KUALA LUMPUR: Maybank Investment Bank Research has recommended investors take profit on tech-equipment related ViTrox as its share price has soared 159% year-to-date and valuations are also above its peer equipment players in the region.
It said on Friday that despite its earnings upgrade, ViTrox is trading at 22.3 times CY18 price-to-earnings ratio (PER) for an expected two-year (FY17-19) earnings compounded annual growth rate of 20%.
“We lift FY17/18/19 net profit forecasts by 6%/8%/19% on higher volume sale across all divisions (2Q17 demand was strong); also to factor in ViTrox’s expansion into Campus 2.0 by end-2017.
“Arguably a champion in the inspection equipment space, we believe that ViTrox deserves to trade at 19.5 times FY18 PER (from 18 times), a 20% premium over regional peers.
“Despite a higher TP of RM4.20 (+17%), we believe that its near-term earnings growth potential has been fully priced in; downgrade to Sell,” it said.
Maybank Research said ViTrox’s 2Q17 core net profit of RM19mil (-3% on-quarter, +28% on-year) took 1H17 core net profit to RM38mil (+54% on-year) and met 49% of its and consensus’ full year forecasts.
In 2Q17, despite solid revenue growth (+12% on-quarter, +37% on-year) led by the MVS-S division (+63% on-quarter), core earnings retraced 3% on-quarter due to higher opex incurred for performance bonus allocation.

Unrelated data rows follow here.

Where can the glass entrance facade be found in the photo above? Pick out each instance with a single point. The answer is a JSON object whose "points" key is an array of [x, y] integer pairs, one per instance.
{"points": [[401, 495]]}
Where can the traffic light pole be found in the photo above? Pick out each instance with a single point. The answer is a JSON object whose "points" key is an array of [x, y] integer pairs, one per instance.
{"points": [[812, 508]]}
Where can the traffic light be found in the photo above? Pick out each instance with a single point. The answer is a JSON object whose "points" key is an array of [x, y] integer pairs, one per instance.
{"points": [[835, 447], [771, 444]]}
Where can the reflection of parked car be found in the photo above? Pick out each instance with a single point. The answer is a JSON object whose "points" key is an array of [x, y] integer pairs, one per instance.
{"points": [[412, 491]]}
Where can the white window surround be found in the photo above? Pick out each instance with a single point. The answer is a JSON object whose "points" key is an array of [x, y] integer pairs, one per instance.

The 2Q17 headline net profit included a (i) RM1.5mil insurance claim for damaged goods and (ii) RM200,000 net reversal of slow moving inventories.
“We believe that ViTrox would likely report another quarter of sequential revenue growth in 3Q17 before slowing down in 4Q17 on seasonality, as evident by the tapering of ViTrox’ recent book-to-bill ratio.
“Nonetheless, July’s book-to-bill ratio remains healthy (more than one time) at 1.26 times. Beyond 2017, strong demand by its customer may not repeat, thus earnings growth could be slower in 2018 despite (i) a capacity expansion into Campus 2.0 and (ii) the replacement cycle of the AXI equipment,” it said.